The fix is not at the supply end. The supply end is doing its part. The fix is at the validation end - changing how you evaluate the applicants who already arrive at your hiring funnel.
What better hiring looks like
The alternative is straightforward in concept and harder in execution: test for the work, not for the proxies. Put the candidate in front of the actual things they would do on the job - read a real log, write a real KQL query, triage a real alert, examine a real packet capture - and observe what they do.
Hands-on assessment in realistic environments closes the validation gap directly. The signal it produces - did this candidate complete the task, in the time given, without help - is high-fidelity. It does not depend on whether you trust their CV, their interview performance, or the certification body that issued their badge. It depends on whether they could do the work.
This is not a new idea in principle. The discipline of skills-based hiring has been making inroads in software engineering for years. The cyber security industry has been slower to adopt it, partly because the credential layer is so culturally embedded, partly because building hands-on cyber assessments is genuinely harder than building coding tests, and partly because the existing assessment vendors have not been cyber-shaped enough to make the transition easy.
The interesting moment we are in now is that all three of those barriers are lowering at once. The credential layer is being undermined by the capability data we keep collecting on the people who hold the credentials. The technical infrastructure for hands-on cyber assessment is now mature - real Linux environments per candidate, AI-generated job-spec-to-assessment workflows, calibrated scoring across cohorts. And cyber-specific assessment platforms have started to exist, where five years ago there were mostly engineering-coding platforms with a cyber category bolted on. We covered the wider category in the seven best cyber security skills assessment platforms.
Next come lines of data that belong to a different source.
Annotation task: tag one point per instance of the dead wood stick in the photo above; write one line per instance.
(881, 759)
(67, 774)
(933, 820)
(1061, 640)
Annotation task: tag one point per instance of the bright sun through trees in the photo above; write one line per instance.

The headline from DSIT 2025 is real. The 14,100-to-3,800 workforce gap improvement is meaningful, and the people who built that supply-side improvement deserve credit. But the work is not finished, and the next phase of the work happens at the validation end, not the supply end.
One honest sentence
The cyber skills shortage is improving in the only sense the supply system can improve it - we have more credentialed people. The hiring system has not caught up. Forty-nine percent of UK businesses are sitting in the gap between the two, and closing it is now a hiring problem, not a training problem.